# Janet Edgar



## DCMARINE (Dec 5, 2005)

I am doing some family history research and would like any information on the "Janet Edgar" (possibly BA registered) which was sold by the Edgar family to Portnalong in Skye where she was named "Heather Bell(e)" (likely BRD registered). In early 60s she was sold to Inverness owners who I believe used her to carry fuel to larger fishing boats in the Moray Firth.
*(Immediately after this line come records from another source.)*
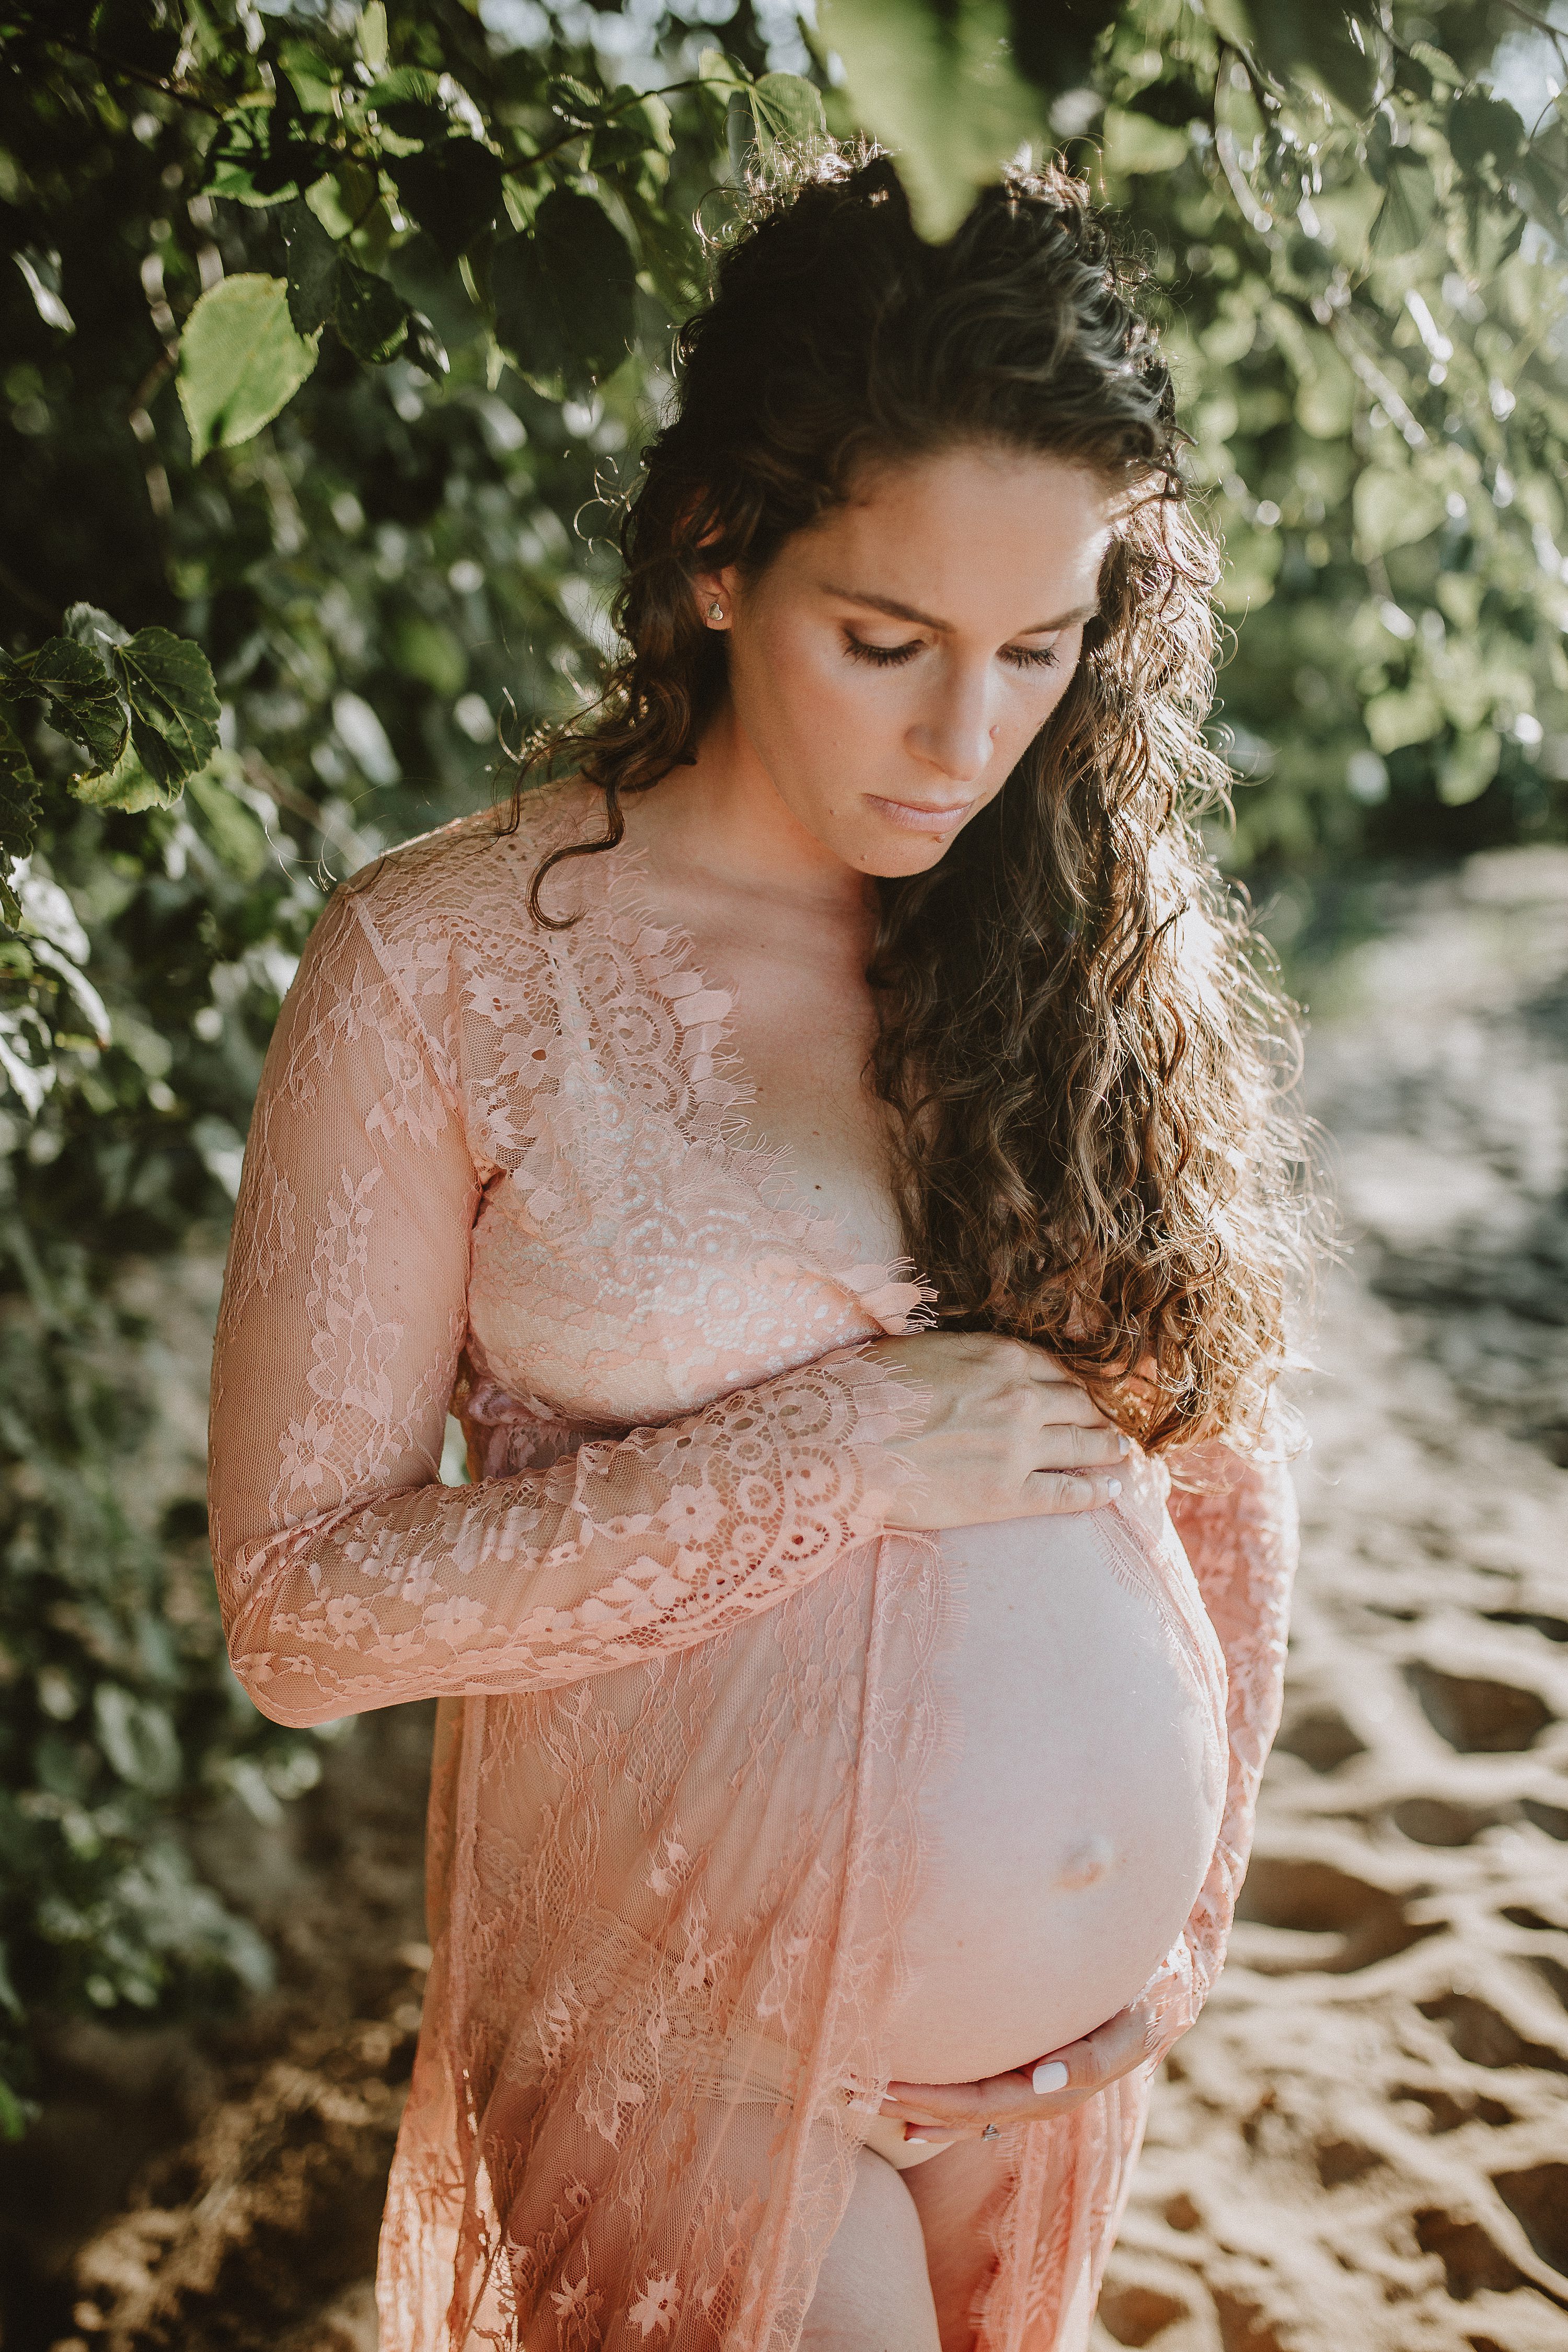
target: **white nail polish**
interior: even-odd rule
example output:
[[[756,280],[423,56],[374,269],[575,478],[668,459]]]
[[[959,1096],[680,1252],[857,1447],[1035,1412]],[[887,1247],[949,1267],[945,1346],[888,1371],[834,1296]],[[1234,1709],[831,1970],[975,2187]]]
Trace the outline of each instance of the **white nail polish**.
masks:
[[[1068,2086],[1068,2070],[1059,2058],[1043,2058],[1030,2080],[1037,2091],[1065,2091]]]
[[[929,2147],[931,2146],[931,2142],[927,2139],[924,2132],[909,2132],[905,2135],[904,2146],[906,2147]]]
[[[1117,1432],[1116,1451],[1118,1454],[1131,1454],[1132,1451],[1132,1440],[1124,1429]]]
[[[1106,1493],[1107,1493],[1108,1495],[1111,1495],[1111,1496],[1120,1495],[1120,1494],[1121,1494],[1121,1479],[1120,1479],[1120,1478],[1110,1478],[1110,1479],[1108,1479],[1108,1480],[1106,1481],[1106,1488],[1105,1488],[1105,1491],[1106,1491]]]

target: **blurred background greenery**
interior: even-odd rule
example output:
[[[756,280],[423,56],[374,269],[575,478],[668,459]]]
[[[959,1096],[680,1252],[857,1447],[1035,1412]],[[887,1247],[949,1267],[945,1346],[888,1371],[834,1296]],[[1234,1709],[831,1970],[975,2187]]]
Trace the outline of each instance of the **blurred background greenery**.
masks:
[[[1381,861],[1568,830],[1559,17],[0,0],[5,2128],[37,2019],[268,1981],[187,1832],[320,1749],[227,1673],[169,1333],[325,891],[591,690],[740,177],[826,125],[935,236],[1026,143],[1117,207],[1289,956]]]

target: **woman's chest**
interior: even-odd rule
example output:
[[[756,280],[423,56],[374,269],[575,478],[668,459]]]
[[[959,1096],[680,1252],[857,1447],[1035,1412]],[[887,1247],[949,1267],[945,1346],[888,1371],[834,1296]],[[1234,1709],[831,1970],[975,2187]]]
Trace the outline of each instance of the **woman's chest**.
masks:
[[[711,1011],[704,993],[674,1002]],[[794,1137],[788,1151],[747,1140],[750,1073],[743,1089],[727,1075],[711,1026],[689,1023],[671,1063],[650,1061],[650,1024],[625,1000],[616,1019],[563,1024],[475,1224],[481,1383],[629,1426],[903,1328],[920,1292],[896,1278],[896,1236],[883,1223],[876,1241],[894,1247],[864,1253],[847,1186],[803,1181]]]
[[[868,1083],[876,1028],[863,979],[765,956],[732,957],[729,972],[747,1140],[780,1155],[801,1202],[834,1220],[857,1256],[890,1264],[904,1248],[892,1114]]]

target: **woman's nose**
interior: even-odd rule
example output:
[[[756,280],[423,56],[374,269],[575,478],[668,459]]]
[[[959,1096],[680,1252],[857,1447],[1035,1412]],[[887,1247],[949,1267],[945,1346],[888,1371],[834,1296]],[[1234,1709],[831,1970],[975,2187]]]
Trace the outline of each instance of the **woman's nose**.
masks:
[[[959,677],[910,730],[910,748],[954,783],[972,784],[991,757],[995,734],[986,681]]]

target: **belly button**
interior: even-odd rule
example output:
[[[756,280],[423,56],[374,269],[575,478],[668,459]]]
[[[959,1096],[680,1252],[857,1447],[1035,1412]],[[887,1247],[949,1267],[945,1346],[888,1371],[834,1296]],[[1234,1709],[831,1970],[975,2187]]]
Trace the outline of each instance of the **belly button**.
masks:
[[[1116,1859],[1115,1848],[1108,1837],[1080,1838],[1057,1873],[1058,1886],[1092,1886],[1103,1878]]]

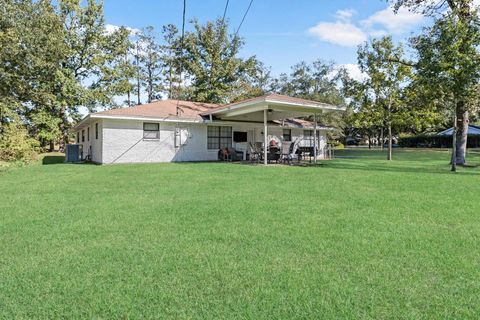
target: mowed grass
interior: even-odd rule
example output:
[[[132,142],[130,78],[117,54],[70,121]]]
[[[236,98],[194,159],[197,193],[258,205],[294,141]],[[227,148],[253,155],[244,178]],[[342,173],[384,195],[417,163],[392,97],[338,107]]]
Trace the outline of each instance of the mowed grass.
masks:
[[[1,172],[0,318],[478,318],[480,168],[337,155]]]

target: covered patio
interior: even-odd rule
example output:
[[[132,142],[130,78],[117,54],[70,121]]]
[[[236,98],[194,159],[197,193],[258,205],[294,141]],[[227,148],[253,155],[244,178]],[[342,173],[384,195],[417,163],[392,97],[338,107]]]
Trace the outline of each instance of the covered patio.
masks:
[[[269,94],[205,112],[202,116],[209,122],[263,123],[263,163],[268,164],[269,126],[272,122],[284,124],[292,119],[313,118],[313,161],[317,161],[318,119],[327,112],[344,111],[345,108],[326,103]]]

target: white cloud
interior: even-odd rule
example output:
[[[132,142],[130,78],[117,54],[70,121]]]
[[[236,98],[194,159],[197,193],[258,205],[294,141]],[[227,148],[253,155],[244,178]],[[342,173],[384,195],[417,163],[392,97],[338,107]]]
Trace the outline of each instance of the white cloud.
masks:
[[[344,9],[344,10],[338,10],[335,13],[335,18],[337,20],[342,20],[342,21],[349,21],[351,17],[353,17],[357,11],[354,9]]]
[[[393,11],[392,7],[388,7],[375,12],[360,23],[366,29],[380,26],[385,28],[390,34],[402,34],[418,25],[423,18],[422,14],[411,12],[404,7],[400,8],[397,13]]]
[[[367,35],[360,28],[349,22],[320,22],[308,29],[308,33],[319,39],[345,47],[359,45],[367,40]]]
[[[360,70],[360,67],[357,64],[346,63],[340,65],[339,67],[344,68],[348,75],[354,80],[363,81],[367,78],[367,75]]]
[[[125,27],[128,31],[130,31],[130,34],[135,35],[137,33],[140,33],[139,29],[136,28],[130,28],[130,27]],[[112,34],[120,29],[120,26],[116,26],[114,24],[106,24],[105,25],[105,32],[107,34]]]
[[[395,14],[392,7],[377,11],[357,23],[351,21],[355,14],[353,9],[338,10],[335,13],[335,22],[322,21],[308,29],[308,33],[322,41],[352,47],[366,41],[368,37],[405,33],[424,18],[423,15],[404,8]]]

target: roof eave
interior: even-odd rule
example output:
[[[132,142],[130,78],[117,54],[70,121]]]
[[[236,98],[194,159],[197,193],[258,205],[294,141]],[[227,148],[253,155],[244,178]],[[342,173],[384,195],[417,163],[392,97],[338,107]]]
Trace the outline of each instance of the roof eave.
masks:
[[[299,107],[306,107],[306,108],[313,108],[313,109],[318,109],[319,111],[345,111],[345,107],[340,107],[340,106],[334,106],[330,104],[324,104],[324,103],[298,103],[298,102],[287,102],[287,101],[279,101],[275,99],[268,99],[268,97],[261,97],[256,100],[248,101],[245,103],[238,103],[232,106],[226,106],[223,108],[219,108],[217,110],[212,110],[209,112],[204,112],[201,113],[200,115],[202,116],[209,116],[209,115],[215,115],[215,114],[222,114],[226,113],[228,111],[233,111],[237,109],[241,109],[244,107],[248,106],[254,106],[258,104],[266,103],[267,105],[270,104],[279,104],[279,105],[287,105],[287,106],[299,106]],[[313,111],[313,110],[312,110]]]
[[[139,120],[139,121],[161,121],[161,122],[189,122],[202,123],[203,119],[196,118],[175,118],[175,117],[151,117],[151,116],[124,116],[124,115],[101,115],[92,114],[91,118],[95,119],[116,119],[116,120]]]

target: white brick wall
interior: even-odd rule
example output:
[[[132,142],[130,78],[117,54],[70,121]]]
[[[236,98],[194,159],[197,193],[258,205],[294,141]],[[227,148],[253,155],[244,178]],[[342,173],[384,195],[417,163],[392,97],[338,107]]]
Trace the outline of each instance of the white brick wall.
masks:
[[[95,136],[95,123],[98,123],[98,139]],[[88,135],[88,128],[90,128],[90,136]],[[85,132],[85,141],[82,141],[82,130]],[[88,125],[80,128],[77,133],[80,135],[79,144],[82,145],[83,158],[85,159],[90,155],[93,162],[102,163],[102,120],[98,119],[88,123]],[[75,143],[76,139],[75,136]]]
[[[175,148],[175,124],[160,122],[160,139],[143,139],[143,121],[104,120],[103,163],[209,161],[217,159],[207,150],[207,127],[182,124],[184,145]]]
[[[143,122],[139,120],[103,119],[99,122],[99,140],[94,138],[95,121],[91,123],[90,140],[92,142],[93,161],[111,163],[137,162],[181,162],[181,161],[213,161],[217,160],[217,150],[207,149],[206,124],[179,124],[185,143],[175,148],[175,123],[159,122],[160,139],[143,139]],[[153,121],[145,121],[153,122]],[[263,142],[263,124],[238,123],[231,125],[233,131],[248,132],[249,141]],[[85,129],[86,130],[86,129]],[[269,139],[280,138],[282,128],[270,127]],[[320,149],[326,145],[326,132],[320,131]],[[303,137],[303,129],[292,129],[292,140]],[[233,146],[237,149],[245,145]],[[88,148],[88,145],[85,144]],[[88,149],[84,149],[85,151]],[[319,155],[322,153],[319,152]]]

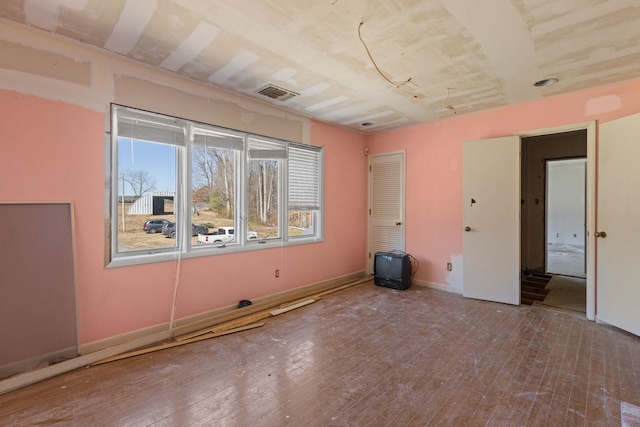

Last heard of her lying on a beach at Corpach, Fort William, after being used to carry scrap from Western Isles.
The info I have is scanty so some of this may not be correct.
Have a distant photo which is not very clear but believe the wheelhouse was offset to allow space for stowing the herring nets.
Thanks,
Donald Campbell


----------



## DCMARINE (Dec 5, 2005)

"Janet Edgar" was registered as "Heatherbell" - BRD 17, (11.19T) on 17.01.1947, and sold and changed to INS Registry on 24.07.1958.
Any information on her life as "Janet Edgar", or on INS Registry, would be much appreciated.
Donald Campbell


----------



## Gulpers (Sep 8, 2005)

Good luck with your research Donald.
I am really surprised that none of our "Fishing" members have been able to help you yet! (Sad)


----------



## wbeedie (Apr 9, 2007)

You might be better trying one of the trawler photo sites like www.trawlerpictures.net where a large amount of members are BA based or www.trawlerphotos.co.uk where there are a few boys from that era or remember the boats from then anyway, they might not take kindly to me calling them coffin dodgers lol


----------



## DCMARINE (Dec 5, 2005)

wbeedie said:


> You might be better trying one of the trawler photo sites like www.trawlerpictures.net where a large amount of members are BA based or www.trawlerphotos.co.uk where there are a few boys from that era or remember the boats from then anyway, they might not take kindly to me calling them coffin dodgers lol


Have had it on "Trawlerphotos" since December 2007 and had no response.
Thought there may have been some response now that I have a date for her change of Registry to INS. May have been bought by Williamsons - just a wild shot.
Donald


----------